5 thoughts on “Let Sleeping Babies Lie”

  1. Yeah, it hits close to home, but I have a hard time separating it from everything else they get wrong.

    My wife and I were pretty much on the same page as you. I dunno where she got her info, but her thought on the matter was that the SIDS risk was virtually only for formula fed babies. You know, a drunk baby, basically working overtime to extract nutrients from re-hydrolized soy-pulp, wouldn’t necessarily be *able* to turn his head if his nose got blocked, whereas the same baby, breastfed, buried under a pile of blankets, would just turn over. I’m exaggerating, of course.

    Anyway, only our first-born even *wanted* to be in the bed with us.

    1. Getting good data on child safety is almost as hard as getting good data on schools. Part of it has to do, I think, with who is paying for the studies.

      The key thing is to listen to your kid and listen to your instincts. If the kid falls asleep in your arms and stays asleep when you set them down in the crib – LET ‘EM SLEEP. Our first two rarely would, and so spent a lot of time in our bed. #3 and #4 were much more accommodating, The Caboose wanted to sleep with us a lot as a toddler more so than a baby – cool, we got a California King bed, so we could usually manage it.

      The point is, we, like you, weren’t wedded to some theory that made us Bad Parents anytime we went with the flow contrary to theory, and believed healthy human instincts are both honed by nature and a gift from God, so use them, already!

      And thanks for reading, I appreciate it.

      1. Being open and thoughtful is well and good, but what to do with the feelings of shame when the pediatrician asks, “Is she sleeping alone, and on her back?” with a coy smile? : )

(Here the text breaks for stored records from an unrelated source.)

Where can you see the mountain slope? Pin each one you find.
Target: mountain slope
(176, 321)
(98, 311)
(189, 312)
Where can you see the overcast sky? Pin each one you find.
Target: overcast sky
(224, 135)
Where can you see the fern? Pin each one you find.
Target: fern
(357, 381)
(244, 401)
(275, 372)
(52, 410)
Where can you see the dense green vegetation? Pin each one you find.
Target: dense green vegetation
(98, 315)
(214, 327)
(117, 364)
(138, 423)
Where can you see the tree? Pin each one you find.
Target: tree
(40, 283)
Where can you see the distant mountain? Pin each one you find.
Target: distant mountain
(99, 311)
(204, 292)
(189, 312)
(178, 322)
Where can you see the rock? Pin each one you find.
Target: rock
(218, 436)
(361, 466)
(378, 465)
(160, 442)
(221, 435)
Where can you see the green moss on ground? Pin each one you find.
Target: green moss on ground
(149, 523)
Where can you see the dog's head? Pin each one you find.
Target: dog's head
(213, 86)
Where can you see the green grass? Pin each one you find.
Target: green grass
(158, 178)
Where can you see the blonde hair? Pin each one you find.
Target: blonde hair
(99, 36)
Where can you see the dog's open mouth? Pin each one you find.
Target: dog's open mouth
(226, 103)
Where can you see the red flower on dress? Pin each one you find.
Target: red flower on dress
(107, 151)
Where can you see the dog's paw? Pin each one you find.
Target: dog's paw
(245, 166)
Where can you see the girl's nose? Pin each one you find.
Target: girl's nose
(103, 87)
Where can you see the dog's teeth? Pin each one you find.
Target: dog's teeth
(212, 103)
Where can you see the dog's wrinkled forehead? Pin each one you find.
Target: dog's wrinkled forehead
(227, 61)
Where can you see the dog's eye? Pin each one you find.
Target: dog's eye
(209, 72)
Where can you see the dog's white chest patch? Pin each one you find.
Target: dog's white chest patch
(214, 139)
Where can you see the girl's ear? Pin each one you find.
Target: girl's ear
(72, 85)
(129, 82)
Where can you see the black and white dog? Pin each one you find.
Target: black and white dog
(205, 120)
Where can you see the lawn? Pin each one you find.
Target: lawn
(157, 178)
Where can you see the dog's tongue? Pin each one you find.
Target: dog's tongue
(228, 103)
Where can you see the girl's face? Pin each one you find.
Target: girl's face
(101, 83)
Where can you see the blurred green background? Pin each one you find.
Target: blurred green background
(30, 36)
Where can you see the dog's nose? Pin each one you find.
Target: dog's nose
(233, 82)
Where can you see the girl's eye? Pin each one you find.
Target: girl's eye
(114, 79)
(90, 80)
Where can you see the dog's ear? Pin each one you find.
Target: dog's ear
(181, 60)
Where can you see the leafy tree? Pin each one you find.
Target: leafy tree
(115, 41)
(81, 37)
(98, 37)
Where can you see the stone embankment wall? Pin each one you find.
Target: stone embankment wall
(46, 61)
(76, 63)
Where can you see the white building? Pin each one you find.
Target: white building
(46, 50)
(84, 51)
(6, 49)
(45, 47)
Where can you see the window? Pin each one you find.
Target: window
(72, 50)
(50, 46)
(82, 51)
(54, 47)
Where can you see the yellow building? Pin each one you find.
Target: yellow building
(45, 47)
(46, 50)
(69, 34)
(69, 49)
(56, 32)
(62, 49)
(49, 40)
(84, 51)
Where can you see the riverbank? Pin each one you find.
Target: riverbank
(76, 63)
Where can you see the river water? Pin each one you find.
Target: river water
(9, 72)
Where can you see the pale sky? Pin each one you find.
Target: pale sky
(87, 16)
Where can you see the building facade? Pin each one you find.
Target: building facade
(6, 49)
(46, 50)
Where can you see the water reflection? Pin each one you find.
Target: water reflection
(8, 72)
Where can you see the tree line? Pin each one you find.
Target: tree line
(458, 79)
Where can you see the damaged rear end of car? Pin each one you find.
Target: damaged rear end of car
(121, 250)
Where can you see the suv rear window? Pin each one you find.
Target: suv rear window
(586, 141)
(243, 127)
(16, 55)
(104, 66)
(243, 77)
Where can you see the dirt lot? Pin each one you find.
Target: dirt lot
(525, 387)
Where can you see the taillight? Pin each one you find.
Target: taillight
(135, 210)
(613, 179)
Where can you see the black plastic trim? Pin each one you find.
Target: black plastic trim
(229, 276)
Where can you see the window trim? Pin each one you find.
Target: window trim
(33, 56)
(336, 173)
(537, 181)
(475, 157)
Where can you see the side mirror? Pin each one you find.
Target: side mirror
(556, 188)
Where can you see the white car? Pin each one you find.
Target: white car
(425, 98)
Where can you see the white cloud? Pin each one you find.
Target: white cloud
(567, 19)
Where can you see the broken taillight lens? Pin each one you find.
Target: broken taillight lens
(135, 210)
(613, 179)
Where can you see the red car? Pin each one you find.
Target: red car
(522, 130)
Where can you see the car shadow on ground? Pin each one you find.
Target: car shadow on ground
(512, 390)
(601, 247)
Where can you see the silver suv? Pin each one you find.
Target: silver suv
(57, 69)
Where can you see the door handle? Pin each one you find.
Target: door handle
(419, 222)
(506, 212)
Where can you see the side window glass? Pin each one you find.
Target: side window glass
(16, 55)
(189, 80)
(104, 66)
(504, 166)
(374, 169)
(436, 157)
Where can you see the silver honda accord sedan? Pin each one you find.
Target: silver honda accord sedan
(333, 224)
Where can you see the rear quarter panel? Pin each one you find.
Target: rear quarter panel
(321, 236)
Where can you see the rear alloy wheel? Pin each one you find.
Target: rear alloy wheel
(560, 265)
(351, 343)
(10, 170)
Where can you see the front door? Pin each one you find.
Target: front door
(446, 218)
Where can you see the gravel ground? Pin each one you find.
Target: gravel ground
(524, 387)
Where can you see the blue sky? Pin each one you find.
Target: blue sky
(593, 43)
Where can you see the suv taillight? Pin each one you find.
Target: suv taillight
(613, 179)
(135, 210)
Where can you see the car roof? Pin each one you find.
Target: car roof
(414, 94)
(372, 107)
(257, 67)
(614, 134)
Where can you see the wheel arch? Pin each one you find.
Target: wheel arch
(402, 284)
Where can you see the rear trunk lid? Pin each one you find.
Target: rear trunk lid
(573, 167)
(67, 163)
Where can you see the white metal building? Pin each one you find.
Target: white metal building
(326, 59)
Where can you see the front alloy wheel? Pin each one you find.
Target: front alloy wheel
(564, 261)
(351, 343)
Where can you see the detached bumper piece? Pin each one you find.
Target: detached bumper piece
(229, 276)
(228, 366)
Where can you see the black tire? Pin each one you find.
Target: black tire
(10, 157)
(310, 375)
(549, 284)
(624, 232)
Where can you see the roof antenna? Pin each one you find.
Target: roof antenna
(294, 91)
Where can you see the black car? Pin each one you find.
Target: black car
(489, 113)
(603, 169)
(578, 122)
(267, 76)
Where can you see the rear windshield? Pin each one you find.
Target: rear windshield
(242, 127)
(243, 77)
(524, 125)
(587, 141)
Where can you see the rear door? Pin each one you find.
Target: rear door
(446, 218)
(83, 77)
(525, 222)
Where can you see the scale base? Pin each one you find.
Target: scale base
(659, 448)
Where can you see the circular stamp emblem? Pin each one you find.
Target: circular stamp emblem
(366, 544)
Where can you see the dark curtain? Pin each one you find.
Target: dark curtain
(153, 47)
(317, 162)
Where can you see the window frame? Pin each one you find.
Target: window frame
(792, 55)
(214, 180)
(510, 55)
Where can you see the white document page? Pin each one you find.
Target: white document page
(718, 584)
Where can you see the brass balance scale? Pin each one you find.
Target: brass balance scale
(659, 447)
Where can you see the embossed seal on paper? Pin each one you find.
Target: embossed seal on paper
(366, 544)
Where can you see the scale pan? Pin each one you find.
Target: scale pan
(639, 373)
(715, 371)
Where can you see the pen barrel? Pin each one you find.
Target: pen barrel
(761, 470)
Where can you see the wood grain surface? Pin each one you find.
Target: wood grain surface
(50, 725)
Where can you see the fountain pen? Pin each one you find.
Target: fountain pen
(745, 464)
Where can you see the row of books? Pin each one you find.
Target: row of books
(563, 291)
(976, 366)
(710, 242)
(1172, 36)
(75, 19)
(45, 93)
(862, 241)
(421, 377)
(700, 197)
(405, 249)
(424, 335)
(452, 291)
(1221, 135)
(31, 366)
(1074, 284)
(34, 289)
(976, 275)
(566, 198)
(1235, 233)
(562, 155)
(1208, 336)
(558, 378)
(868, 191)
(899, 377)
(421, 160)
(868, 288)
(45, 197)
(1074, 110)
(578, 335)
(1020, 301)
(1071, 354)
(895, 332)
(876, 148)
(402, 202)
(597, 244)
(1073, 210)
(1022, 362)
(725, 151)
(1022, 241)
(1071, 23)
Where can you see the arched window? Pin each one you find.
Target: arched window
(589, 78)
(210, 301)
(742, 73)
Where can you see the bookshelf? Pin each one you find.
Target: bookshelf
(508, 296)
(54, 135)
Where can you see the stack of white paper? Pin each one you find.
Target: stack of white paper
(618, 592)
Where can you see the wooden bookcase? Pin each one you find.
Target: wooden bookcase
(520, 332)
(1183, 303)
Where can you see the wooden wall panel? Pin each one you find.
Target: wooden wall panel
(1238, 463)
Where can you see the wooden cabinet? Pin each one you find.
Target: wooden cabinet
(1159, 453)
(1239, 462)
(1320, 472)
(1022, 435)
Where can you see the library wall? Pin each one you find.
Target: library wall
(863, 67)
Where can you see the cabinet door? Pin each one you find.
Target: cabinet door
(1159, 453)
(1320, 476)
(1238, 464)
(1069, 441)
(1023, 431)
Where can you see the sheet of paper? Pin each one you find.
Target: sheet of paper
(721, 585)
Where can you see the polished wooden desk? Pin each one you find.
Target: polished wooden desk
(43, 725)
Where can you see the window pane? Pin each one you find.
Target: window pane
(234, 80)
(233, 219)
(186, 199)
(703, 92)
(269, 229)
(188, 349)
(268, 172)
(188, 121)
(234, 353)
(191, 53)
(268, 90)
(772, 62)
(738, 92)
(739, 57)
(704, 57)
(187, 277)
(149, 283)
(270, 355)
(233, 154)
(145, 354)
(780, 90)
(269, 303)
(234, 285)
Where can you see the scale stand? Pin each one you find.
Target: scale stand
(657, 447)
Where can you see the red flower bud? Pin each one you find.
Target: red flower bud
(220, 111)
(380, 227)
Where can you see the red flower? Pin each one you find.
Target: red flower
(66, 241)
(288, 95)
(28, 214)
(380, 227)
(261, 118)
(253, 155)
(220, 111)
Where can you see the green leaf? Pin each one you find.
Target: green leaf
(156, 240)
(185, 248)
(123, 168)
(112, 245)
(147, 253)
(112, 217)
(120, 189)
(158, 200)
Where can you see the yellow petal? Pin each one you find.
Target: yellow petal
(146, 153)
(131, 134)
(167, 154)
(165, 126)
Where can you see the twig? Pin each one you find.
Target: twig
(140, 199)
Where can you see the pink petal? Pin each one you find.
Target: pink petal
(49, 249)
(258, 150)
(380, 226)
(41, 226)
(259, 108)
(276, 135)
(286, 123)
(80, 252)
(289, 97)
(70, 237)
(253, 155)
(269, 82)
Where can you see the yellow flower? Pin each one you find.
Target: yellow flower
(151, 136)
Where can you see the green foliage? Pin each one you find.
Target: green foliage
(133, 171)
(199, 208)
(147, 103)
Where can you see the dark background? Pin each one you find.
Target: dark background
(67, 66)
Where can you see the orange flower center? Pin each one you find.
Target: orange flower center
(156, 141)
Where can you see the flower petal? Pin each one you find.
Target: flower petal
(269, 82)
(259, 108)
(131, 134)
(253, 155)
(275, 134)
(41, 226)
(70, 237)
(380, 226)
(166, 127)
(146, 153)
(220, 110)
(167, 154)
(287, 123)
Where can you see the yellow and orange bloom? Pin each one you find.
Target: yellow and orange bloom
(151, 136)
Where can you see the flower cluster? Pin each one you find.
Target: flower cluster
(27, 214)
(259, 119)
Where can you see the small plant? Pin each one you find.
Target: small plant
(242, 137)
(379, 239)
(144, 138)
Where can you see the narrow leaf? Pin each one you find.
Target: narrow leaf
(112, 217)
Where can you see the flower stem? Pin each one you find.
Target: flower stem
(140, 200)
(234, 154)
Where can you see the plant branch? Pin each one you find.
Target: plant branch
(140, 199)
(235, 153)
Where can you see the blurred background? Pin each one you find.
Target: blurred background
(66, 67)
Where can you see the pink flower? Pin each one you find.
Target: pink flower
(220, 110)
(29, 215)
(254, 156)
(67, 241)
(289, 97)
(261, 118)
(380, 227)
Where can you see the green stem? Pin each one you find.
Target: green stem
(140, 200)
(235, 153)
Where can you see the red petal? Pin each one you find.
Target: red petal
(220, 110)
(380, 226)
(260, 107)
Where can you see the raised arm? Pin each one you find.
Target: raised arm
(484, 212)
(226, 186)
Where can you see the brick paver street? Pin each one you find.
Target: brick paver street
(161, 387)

        You’re very welcome!

  2. Hi DmL, Sorry to insert, but if they ask you that question (with a coy smile) you tell them that the SIDS information on sleeping with parents is junk science. Epidemiological studies from other countries where there is only one bed for a family do not show an increase in SIDS. If they get snotty, refer them to the late Dr. Mendelsohn’s books. He’s a teaching pediatrician who wrote, among many [“Mal(e)practice”, “Confessions of a Medical Heretic”, etc.], “How to Raise a Healthy Child; In Spite of Your Doctor”.

    Each of my 3 children slept with the wife and I. Very convenient for breast feeding, etc. We put them on an orthopedic pillow between us. It has been theorized by lower SIDS rates in countries with family sleeping arrangements, that the regular breathing of an adult near a baby may help prevent SIDS.

    1. Thanks for your reply. I wasn’t speaking so much for myself– we found a pediatrician who was open to actually discussing such things. However, I’ve known young parents to have the curse of our perspicacity without the luxury of our forthrightness.